Jeremiah 14 : 6 Sécheresse | Animaux | Privation
6. Exégèse Linguistique
Le verset débute par ufəraʾim {וּפְרָאִים | û-pə-rā-ʾîm} 'et les ânes sauvages', combinaison du vav copulatif et du nom, qui constitue le sujet. Le verbe ʿamdu {עָמְדוּ | ʿā-mə-ḏû} 'se sont tenus' suit immédiatement, décrivant leur posture sur shəfayim {שְׁפָיִם | šə-pā-yim} 'sommets', renforçant l'image d'un lieu élevé et aride.
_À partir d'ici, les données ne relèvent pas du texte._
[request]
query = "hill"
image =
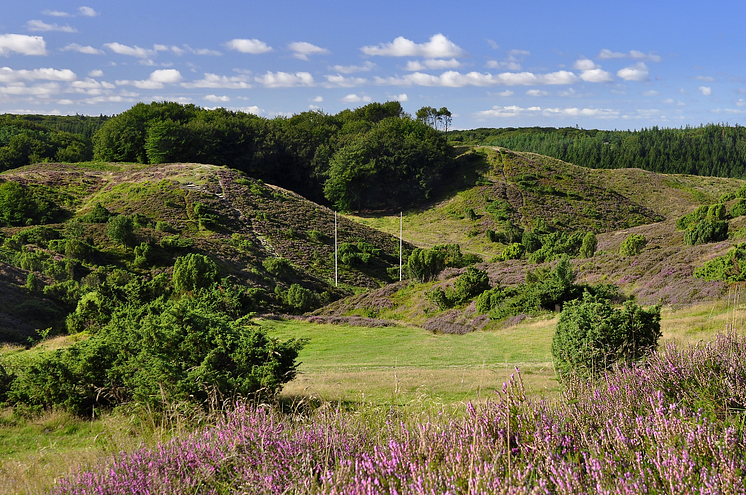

Ensuite shaʾfu {שָׁאֲפוּ | šā-ʾă-fû} 'haletèrent' introduit une proposition verbale exprimant l'effort respiratoire, mis en relief par ruaḥ {רוּחַ | rū-aḥ} 'souffle' comme objet direct de l'action. L'expression comparant ce halètement à ka-tannim {כַּתַּנִּים | ka-tan-nîm} 'chacals' utilise une préposition de comparaison et un nom pluriel pour souligner le caractère sauvage. Le verset se poursuit par kalu {כָּלוּ | kā-lû} 'défaillirent', un parfait qui exprime le résultat de la fatigue, appliqué à ʿeinehem {עֵינֵיהֶם | ʿê-nê-hem} 'leurs yeux', soulignant l'épuisement extrême. La conjonction kî {כִּי־ | kî} 'car' ouvre la raison, puis ʾên ʿesev {אֵ֥ין עֵֽשֶׂב | ʾên ʿê-seḇ} 'il n’y a pas d’herbe' ferme le propos par une particule existentielle négative combinée à un nom singulier, illustrant la cause de la détresse animale. La structure narrative suit un schéma descriptif, alternant verbes parfaits et compléments de lieu, avec une progression logique de l’image (position, action, conséquence, cause), typique de la poésie prophétique.